Question

$\text{II} \circled{1}, \int_{0.5}^{1}\frac{dx}{1+e^x}$

Answer 1

0.5 + ln((1+√e)/(1+e))

Answer 2

The problem asks to evaluate the definite integral $\int_{0.5}^{1}\frac{dx}{1+e^x}$.

First, we find the indefinite integral $\int \frac{dx}{1+e^x}$. Let $I = \int \frac{dx}{1+e^x}$. We can use a substitution method or algebraic manipulation.

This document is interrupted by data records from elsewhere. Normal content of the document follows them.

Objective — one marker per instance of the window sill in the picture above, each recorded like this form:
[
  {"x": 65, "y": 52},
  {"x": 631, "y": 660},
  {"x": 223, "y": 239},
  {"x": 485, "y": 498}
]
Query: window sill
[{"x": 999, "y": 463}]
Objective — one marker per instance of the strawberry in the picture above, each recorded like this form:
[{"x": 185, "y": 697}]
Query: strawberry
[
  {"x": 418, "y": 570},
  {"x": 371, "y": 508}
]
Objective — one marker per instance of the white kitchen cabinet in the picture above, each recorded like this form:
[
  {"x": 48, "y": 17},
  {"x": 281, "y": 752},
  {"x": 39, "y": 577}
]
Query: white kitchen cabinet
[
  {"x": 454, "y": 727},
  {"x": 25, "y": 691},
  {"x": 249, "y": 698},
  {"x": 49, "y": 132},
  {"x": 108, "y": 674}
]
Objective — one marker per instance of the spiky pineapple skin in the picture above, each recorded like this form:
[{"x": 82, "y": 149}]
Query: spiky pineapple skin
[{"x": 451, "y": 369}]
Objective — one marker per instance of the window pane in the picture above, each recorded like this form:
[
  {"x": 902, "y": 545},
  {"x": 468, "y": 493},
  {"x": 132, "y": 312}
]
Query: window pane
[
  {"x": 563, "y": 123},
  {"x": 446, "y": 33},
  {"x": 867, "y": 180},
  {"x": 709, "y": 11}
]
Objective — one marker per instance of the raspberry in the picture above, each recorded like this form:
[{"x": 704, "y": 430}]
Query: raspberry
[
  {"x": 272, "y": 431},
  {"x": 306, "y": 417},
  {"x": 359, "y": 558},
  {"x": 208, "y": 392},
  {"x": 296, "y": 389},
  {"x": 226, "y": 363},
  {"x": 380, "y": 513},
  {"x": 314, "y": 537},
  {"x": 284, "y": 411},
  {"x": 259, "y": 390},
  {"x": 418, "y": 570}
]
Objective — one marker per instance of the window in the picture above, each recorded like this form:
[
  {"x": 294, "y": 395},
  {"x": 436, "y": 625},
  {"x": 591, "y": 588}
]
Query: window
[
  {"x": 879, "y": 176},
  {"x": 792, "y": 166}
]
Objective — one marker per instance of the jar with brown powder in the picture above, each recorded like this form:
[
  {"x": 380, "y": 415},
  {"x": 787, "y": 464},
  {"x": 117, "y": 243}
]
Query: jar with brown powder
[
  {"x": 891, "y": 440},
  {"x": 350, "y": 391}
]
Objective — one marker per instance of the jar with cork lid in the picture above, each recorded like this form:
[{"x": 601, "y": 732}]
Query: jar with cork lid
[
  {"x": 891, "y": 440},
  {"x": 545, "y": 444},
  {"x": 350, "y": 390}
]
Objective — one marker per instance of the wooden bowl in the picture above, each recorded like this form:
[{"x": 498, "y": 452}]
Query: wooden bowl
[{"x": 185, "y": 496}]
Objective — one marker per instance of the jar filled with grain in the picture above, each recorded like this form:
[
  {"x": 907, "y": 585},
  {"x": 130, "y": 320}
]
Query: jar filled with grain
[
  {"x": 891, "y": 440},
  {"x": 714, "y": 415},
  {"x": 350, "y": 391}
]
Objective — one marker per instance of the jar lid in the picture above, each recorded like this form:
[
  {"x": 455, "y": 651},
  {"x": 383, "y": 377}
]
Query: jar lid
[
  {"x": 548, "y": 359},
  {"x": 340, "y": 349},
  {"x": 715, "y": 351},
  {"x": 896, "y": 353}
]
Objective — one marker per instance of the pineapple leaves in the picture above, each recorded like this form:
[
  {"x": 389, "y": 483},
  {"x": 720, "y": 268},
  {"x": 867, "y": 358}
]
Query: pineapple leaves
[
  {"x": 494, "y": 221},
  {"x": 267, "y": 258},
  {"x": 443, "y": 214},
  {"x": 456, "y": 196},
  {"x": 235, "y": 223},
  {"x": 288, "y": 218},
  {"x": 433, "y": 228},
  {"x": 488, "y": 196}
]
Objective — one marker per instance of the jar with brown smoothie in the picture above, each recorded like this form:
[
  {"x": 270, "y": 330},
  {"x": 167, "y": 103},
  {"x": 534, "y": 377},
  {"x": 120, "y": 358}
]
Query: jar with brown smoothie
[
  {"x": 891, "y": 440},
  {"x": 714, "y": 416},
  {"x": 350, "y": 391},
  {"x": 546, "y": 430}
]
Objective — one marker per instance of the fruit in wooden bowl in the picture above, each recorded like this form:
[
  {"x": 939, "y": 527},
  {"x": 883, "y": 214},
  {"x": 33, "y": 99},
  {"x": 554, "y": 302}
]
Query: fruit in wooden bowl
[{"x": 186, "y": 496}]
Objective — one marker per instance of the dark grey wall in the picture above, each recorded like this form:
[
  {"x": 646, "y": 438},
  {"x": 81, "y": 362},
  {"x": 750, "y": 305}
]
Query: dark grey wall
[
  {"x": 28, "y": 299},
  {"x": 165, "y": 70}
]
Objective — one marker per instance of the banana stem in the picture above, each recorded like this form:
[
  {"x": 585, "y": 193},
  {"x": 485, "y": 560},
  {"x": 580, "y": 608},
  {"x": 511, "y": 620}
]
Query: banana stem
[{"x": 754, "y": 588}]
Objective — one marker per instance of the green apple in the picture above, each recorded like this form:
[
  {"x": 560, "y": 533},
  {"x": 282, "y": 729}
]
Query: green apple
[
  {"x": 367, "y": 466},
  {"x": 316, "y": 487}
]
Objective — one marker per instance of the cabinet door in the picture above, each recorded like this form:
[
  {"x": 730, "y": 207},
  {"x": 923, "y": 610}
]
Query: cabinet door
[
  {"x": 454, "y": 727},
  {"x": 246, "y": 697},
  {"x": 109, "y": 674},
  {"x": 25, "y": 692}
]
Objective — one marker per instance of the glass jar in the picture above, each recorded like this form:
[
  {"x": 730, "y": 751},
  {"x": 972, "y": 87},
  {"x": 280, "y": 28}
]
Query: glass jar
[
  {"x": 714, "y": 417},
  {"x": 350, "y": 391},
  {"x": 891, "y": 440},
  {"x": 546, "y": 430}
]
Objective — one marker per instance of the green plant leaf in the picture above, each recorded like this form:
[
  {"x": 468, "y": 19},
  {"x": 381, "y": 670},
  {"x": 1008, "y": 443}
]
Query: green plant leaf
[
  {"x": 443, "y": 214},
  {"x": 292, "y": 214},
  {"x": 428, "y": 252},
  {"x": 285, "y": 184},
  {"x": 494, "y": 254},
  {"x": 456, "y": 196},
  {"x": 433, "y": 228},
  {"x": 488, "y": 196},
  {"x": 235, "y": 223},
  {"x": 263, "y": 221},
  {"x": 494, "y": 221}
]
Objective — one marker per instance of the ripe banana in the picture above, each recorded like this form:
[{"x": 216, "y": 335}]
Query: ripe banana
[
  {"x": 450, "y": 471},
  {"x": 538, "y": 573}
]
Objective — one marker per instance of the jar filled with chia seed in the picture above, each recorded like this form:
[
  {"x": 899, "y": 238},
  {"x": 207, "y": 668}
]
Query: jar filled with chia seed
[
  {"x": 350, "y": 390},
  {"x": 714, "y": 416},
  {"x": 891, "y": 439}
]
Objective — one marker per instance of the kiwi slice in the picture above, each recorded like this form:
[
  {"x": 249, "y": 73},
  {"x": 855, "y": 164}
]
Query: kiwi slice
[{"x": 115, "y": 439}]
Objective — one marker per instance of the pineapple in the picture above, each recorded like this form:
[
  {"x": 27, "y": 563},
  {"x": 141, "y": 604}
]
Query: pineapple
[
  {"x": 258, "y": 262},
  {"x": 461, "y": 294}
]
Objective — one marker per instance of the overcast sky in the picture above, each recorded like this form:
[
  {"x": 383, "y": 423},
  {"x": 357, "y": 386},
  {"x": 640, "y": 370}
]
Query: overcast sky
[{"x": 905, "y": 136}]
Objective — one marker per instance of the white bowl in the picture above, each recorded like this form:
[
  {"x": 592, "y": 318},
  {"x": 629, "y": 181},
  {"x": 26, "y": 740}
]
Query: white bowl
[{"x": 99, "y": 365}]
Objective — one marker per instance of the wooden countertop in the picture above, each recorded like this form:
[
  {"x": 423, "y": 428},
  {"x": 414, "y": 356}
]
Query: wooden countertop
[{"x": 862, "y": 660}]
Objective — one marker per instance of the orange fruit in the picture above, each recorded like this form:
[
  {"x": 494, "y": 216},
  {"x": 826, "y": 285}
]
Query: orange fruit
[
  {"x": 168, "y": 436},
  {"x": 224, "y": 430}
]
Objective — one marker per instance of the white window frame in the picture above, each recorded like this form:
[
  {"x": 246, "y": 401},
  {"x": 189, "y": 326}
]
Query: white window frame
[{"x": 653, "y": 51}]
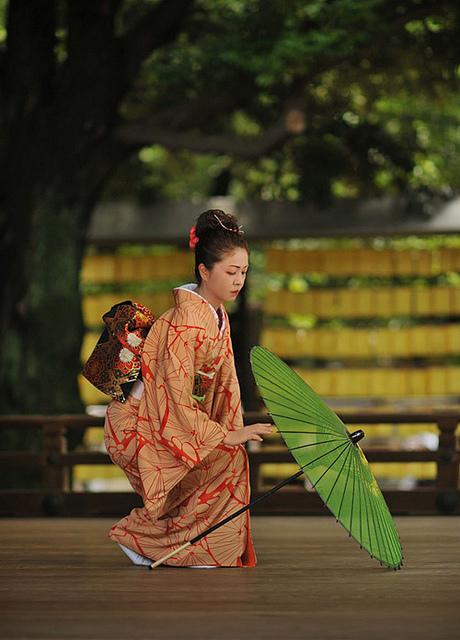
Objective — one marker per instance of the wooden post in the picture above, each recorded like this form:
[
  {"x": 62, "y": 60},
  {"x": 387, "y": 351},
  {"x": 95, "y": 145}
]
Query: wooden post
[
  {"x": 54, "y": 443},
  {"x": 448, "y": 458}
]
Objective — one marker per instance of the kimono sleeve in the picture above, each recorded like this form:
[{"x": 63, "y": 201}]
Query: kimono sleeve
[
  {"x": 182, "y": 426},
  {"x": 227, "y": 407}
]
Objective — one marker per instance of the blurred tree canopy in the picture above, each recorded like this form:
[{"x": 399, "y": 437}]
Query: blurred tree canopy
[{"x": 173, "y": 98}]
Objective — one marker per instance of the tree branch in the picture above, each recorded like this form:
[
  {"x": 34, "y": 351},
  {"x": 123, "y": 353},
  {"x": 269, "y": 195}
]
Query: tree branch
[
  {"x": 138, "y": 134},
  {"x": 158, "y": 28}
]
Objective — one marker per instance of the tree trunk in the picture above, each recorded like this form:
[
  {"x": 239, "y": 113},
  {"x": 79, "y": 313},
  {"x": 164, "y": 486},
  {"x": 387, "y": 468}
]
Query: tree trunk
[{"x": 42, "y": 321}]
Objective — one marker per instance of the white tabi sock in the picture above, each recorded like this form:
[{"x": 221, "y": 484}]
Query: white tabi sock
[{"x": 136, "y": 558}]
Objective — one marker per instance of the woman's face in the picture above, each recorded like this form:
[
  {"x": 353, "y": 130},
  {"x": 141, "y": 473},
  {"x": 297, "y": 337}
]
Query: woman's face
[{"x": 226, "y": 278}]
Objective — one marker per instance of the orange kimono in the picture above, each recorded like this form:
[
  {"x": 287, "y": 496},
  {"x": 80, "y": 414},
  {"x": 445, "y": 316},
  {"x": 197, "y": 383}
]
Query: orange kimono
[{"x": 169, "y": 441}]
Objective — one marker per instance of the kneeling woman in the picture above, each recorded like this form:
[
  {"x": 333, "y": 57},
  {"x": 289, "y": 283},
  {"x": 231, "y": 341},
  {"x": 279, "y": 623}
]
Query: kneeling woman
[{"x": 180, "y": 436}]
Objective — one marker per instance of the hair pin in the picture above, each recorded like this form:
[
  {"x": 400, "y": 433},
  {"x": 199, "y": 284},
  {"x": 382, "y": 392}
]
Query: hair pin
[{"x": 228, "y": 228}]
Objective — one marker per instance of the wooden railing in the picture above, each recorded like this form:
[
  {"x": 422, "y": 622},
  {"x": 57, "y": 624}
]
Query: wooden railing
[{"x": 55, "y": 498}]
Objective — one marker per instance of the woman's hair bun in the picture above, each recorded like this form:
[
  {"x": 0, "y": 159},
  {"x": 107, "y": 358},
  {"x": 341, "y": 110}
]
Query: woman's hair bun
[{"x": 216, "y": 220}]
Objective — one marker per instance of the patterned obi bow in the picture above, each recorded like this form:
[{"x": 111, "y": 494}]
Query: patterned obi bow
[{"x": 115, "y": 363}]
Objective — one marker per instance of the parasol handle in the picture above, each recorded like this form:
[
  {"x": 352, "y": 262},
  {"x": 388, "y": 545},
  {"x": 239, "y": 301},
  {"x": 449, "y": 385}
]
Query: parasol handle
[
  {"x": 225, "y": 520},
  {"x": 169, "y": 555}
]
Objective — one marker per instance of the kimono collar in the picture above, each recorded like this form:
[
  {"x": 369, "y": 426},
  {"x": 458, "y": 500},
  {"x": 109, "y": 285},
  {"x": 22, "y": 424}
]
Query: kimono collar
[{"x": 190, "y": 288}]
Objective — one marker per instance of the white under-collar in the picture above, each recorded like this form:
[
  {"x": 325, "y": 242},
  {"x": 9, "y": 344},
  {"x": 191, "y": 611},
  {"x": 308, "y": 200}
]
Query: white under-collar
[{"x": 191, "y": 286}]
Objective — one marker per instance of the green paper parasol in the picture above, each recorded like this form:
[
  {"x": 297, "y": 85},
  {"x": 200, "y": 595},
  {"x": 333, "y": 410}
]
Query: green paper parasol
[{"x": 329, "y": 455}]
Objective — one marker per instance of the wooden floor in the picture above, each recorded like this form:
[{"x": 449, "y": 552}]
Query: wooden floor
[{"x": 63, "y": 578}]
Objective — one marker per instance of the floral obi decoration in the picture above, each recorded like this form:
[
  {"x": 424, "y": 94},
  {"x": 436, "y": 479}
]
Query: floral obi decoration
[
  {"x": 115, "y": 363},
  {"x": 202, "y": 381}
]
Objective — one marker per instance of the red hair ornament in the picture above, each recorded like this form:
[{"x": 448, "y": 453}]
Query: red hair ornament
[{"x": 193, "y": 238}]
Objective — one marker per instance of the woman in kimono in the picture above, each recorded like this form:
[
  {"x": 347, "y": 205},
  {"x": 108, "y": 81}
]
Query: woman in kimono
[{"x": 180, "y": 437}]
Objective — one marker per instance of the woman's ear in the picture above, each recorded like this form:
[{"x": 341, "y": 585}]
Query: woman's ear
[{"x": 203, "y": 272}]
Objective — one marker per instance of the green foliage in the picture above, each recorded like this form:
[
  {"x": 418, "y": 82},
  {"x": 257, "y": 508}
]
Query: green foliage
[{"x": 379, "y": 81}]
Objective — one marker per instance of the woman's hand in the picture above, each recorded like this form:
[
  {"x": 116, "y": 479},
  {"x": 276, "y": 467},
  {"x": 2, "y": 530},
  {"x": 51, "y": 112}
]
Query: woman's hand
[{"x": 250, "y": 432}]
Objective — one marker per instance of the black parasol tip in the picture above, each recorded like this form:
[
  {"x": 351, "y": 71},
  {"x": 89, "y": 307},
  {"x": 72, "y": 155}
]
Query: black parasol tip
[{"x": 356, "y": 436}]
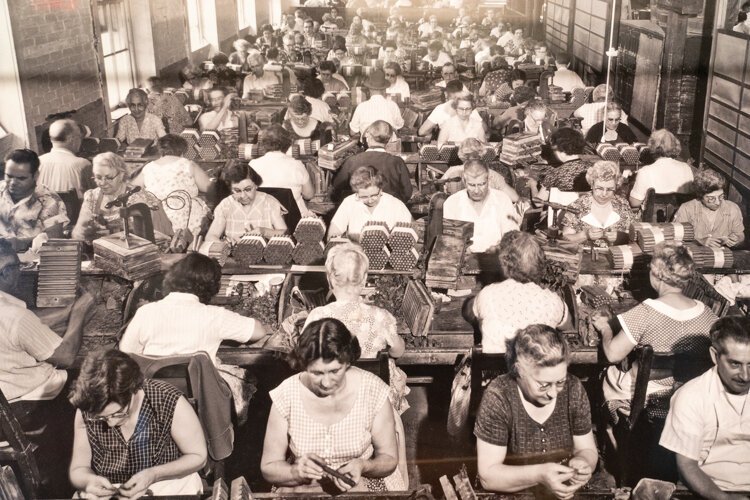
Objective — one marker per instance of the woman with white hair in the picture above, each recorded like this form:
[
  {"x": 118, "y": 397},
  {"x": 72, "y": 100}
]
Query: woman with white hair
[
  {"x": 346, "y": 270},
  {"x": 667, "y": 174},
  {"x": 672, "y": 323},
  {"x": 112, "y": 181},
  {"x": 533, "y": 427},
  {"x": 601, "y": 210}
]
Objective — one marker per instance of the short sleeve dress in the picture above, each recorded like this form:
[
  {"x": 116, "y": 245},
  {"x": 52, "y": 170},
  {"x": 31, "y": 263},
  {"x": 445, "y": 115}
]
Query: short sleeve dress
[
  {"x": 667, "y": 330},
  {"x": 503, "y": 421},
  {"x": 375, "y": 328},
  {"x": 343, "y": 441}
]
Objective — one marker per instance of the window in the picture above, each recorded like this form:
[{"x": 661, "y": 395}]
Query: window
[
  {"x": 116, "y": 41},
  {"x": 196, "y": 25},
  {"x": 246, "y": 14}
]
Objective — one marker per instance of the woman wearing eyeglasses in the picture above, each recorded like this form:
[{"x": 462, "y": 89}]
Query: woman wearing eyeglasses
[
  {"x": 717, "y": 222},
  {"x": 132, "y": 435},
  {"x": 461, "y": 126},
  {"x": 112, "y": 181},
  {"x": 246, "y": 209},
  {"x": 368, "y": 203},
  {"x": 533, "y": 427},
  {"x": 600, "y": 211}
]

Method 1: Algebraic Manipulation Multiply the numerator and denominator by $e^{-x}$: $I = \int \frac{e^{-x} dx}{e^{-x}(1+e^x)} = \int \frac{e^{-x} dx}{e^{-x}+1}$ Let $u = e^{-x}+1$. Then $du = -e^{-x} dx$, which means $e^{-x} dx = -du$. Substitute these into the integral: $I = \int \frac{-du}{u} = -\ln|u| + C$ Substitute back $u = e^{-x}+1$: $I = -\ln(e^{-x}+1) + C$ Simplify the expression: $I = -\ln\left(\frac{1}{e^x}+1\right) + C = -\ln\left(\frac{1+e^x}{e^x}\right) + C$ Using logarithm properties $\ln(a/b) = \ln a - \ln b$: $I = -(\ln(1+e^x) - \ln(e^x)) + C$ $I = -\ln(1+e^x) + \ln(e^x) + C$ Since $\ln(e^x) = x$: $I = x - \ln(1+e^x) + C$

Method 2: Substitution and Partial Fractions Let $t = e^x$. Then $dt = e^x dx$, so $dx = \frac{dt}{e^x} = \frac{dt}{t}$. Substitute these into the integral: $I = \int \frac{1}{1+t} \cdot \frac{dt}{t} = \int \frac{1}{t(1+t)} dt$ Decompose the integrand using partial fractions: $\frac{1}{t(1+t)} = \frac{A}{t} + \frac{B}{1+t}$ Multiply by $t(1+t)$: $1 = A(1+t) + Bt$. Set $t=0 \implies 1 = A(1) \implies A=1$. Set $t=-1 \implies 1 = B(-1) \implies B=-1$. So, $\frac{1}{t(1+t)} = \frac{1}{t} - \frac{1}{1+t}$. Now integrate: $I = \int \left(\frac{1}{t} - \frac{1}{1+t}\right) dt = \ln|t| - \ln|1+t| + C$ Substitute back $t = e^x$: $I = \ln(e^x) - \ln(1+e^x) + C$ $I = x - \ln(1+e^x) + C$

Now, we evaluate the definite integral using the limits $0.5$ and $1$: $\int_{0.5}^{1}\frac{dx}{1+e^x} = [x - \ln(1+e^x)]_{0.5}^{1}$ Apply the limits: $= (1 - \ln(1+e^1)) - (0.5 - \ln(1+e^{0.5}))$ $= (1 - \ln(1+e)) - (0.5 - \ln(1+\sqrt{e}))$ $= 1 - \ln(1+e) - 0.5 + \ln(1+\sqrt{e})$ Combine the constant terms and logarithm terms: $= (1 - 0.5) + (\ln(1+\sqrt{e}) - \ln(1+e))$ $= 0.5 + \ln\left(\frac{1+\sqrt{e}}{1+e}\right)$

The final answer is $\boxed{0.5 + \ln\left(\frac{1+\sqrt{e}}{1+e}\right)}$.

Explanation of the solution:

1. Find the indefinite integral of $\frac{1}{1+e^x}$. This is done by multiplying the numerator and denominator by $e^{-x}$ and then substituting $u = e^{-x}+1$, or by substituting $t=e^x$ and using partial fractions. Both methods yield $x - \ln(1+e^x)$.
2. Apply the limits of integration using the Fundamental Theorem of Calculus: $\int_{a}^{b} f(x) dx = F(b) - F(a)$, where $F(x)$ is the antiderivative of $f(x)$.
3. Substitute the upper limit ($x=1$) and the lower limit ($x=0.5$) into the antiderivative and subtract the results.
4. Simplify the expression using logarithm properties.